I suggest a convertible for the winding road to Hana. Lush, vibrant scenery meets the eye and rocky, craggy lava contrast with the brilliant greens of the vegetation and deep blue of the Pacific waters. With the top down, the warm air and fresh, unspoiled scent of the rainforest make for a truly exceptional experience for the senses. Many guidebooks tell visitors to leave early in the morning for the Hana Highway—having done the road several times at various times of the day, I find traffic is really a flexible variable. Leaving late morning on this particular trip, I came across very little traffic and it afforded me the opportunity to stop along the way to take photos of waterfalls, enjoy a scenic vista, and sample coconut candy along the way. Staying at Travaasa Hana is another benefit to the Hana Highway, breaking up the trip and allowing for even further enjoyment and opportunity to explore along the way.

Insider Tips

Before the “Welcome to Hana” sign, the Hana Farms stand is a must-stop on the way to Travaasa Hana. Known for their 6 varieties of banana breads, my favorite is the Chocolate Chip Banana Bread, and other organically grown and produced products, make sure to grab a few pieces of fresh fruit and a couple of loaves of banana bread for your cottage, which comes with a refrigerator. Auntie Donna tends to the roadside stall and her warm smile and vivacious countenance will have you telling story long into the afternoon.

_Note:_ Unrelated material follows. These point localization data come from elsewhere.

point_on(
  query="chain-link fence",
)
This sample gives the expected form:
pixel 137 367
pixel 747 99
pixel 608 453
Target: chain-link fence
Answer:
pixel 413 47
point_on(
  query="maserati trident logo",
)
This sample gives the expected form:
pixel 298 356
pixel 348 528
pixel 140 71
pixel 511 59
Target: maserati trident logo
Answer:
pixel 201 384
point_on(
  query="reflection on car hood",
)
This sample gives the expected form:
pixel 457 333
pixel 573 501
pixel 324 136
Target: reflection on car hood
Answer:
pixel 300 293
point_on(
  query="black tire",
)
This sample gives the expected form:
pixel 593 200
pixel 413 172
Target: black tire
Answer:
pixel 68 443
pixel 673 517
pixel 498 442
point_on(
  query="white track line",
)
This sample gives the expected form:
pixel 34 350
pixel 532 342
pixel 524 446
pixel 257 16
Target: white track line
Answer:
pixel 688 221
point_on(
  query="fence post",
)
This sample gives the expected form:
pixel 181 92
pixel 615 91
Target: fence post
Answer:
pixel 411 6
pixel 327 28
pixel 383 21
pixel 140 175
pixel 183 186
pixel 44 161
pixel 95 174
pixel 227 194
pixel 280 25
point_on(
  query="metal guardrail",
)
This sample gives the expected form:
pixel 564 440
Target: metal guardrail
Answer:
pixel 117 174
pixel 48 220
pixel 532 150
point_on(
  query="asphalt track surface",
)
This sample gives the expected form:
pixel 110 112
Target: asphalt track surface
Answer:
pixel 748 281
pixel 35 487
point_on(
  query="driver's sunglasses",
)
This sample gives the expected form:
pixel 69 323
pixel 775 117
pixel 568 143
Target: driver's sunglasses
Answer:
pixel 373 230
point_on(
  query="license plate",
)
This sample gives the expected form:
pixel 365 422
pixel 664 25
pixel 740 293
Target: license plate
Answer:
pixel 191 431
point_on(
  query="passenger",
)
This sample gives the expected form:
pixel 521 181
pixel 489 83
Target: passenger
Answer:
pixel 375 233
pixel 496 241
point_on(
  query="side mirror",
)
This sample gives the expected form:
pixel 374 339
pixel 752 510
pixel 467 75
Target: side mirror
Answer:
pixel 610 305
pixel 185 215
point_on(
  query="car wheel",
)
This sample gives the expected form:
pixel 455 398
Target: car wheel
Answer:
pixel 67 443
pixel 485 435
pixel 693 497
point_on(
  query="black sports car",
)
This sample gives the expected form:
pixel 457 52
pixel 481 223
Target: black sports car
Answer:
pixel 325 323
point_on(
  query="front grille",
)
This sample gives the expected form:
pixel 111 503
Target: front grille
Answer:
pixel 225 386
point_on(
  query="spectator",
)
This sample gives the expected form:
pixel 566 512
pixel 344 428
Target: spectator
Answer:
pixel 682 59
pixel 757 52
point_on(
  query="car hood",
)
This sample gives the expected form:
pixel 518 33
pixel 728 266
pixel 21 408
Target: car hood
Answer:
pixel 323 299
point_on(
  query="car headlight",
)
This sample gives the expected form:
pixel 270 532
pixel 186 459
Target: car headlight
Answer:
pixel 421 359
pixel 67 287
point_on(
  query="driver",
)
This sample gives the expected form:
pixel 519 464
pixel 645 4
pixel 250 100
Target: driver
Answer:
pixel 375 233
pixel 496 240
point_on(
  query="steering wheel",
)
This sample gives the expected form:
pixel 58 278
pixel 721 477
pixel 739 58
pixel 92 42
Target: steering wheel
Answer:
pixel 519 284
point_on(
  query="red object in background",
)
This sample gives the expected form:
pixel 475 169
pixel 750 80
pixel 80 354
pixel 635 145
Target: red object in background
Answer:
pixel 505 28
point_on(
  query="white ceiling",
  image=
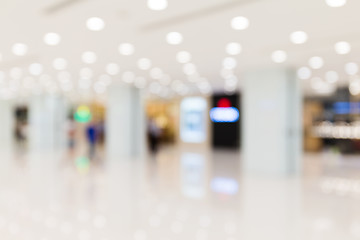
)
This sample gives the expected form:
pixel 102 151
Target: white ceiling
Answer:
pixel 205 26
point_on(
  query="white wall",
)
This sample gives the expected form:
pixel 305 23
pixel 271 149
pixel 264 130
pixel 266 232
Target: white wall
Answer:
pixel 7 126
pixel 271 110
pixel 125 122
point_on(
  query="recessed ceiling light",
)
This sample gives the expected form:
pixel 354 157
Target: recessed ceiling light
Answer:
pixel 52 39
pixel 86 73
pixel 351 68
pixel 126 49
pixel 189 69
pixel 16 73
pixel 112 69
pixel 144 64
pixel 240 23
pixel 174 38
pixel 140 82
pixel 89 57
pixel 229 63
pixel 342 48
pixel 317 83
pixel 19 49
pixel 183 57
pixel 59 64
pixel 279 56
pixel 331 76
pixel 35 69
pixel 106 79
pixel 335 3
pixel 298 37
pixel 316 62
pixel 233 48
pixel 156 73
pixel 95 24
pixel 304 73
pixel 157 5
pixel 128 77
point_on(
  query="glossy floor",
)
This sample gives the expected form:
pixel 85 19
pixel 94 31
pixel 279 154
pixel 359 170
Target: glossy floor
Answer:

Far from the days of old, Hana Highway has been re-paved and made accessible around the island. Previously, the rutted, winding road was a no-drive for tourists and even rental car agencies had a clause prohibiting drivers from attempting the road. Now, the freshly paved highway is all but smooth (a small stretch past Travaasa Hana still a bit bumpy but completely drivable, even in a zippy convertible). A word to the wise: let locals pass and keep the speeds slow, many areas are one-lane and drivers need to pay attention to yield signs and blind corners.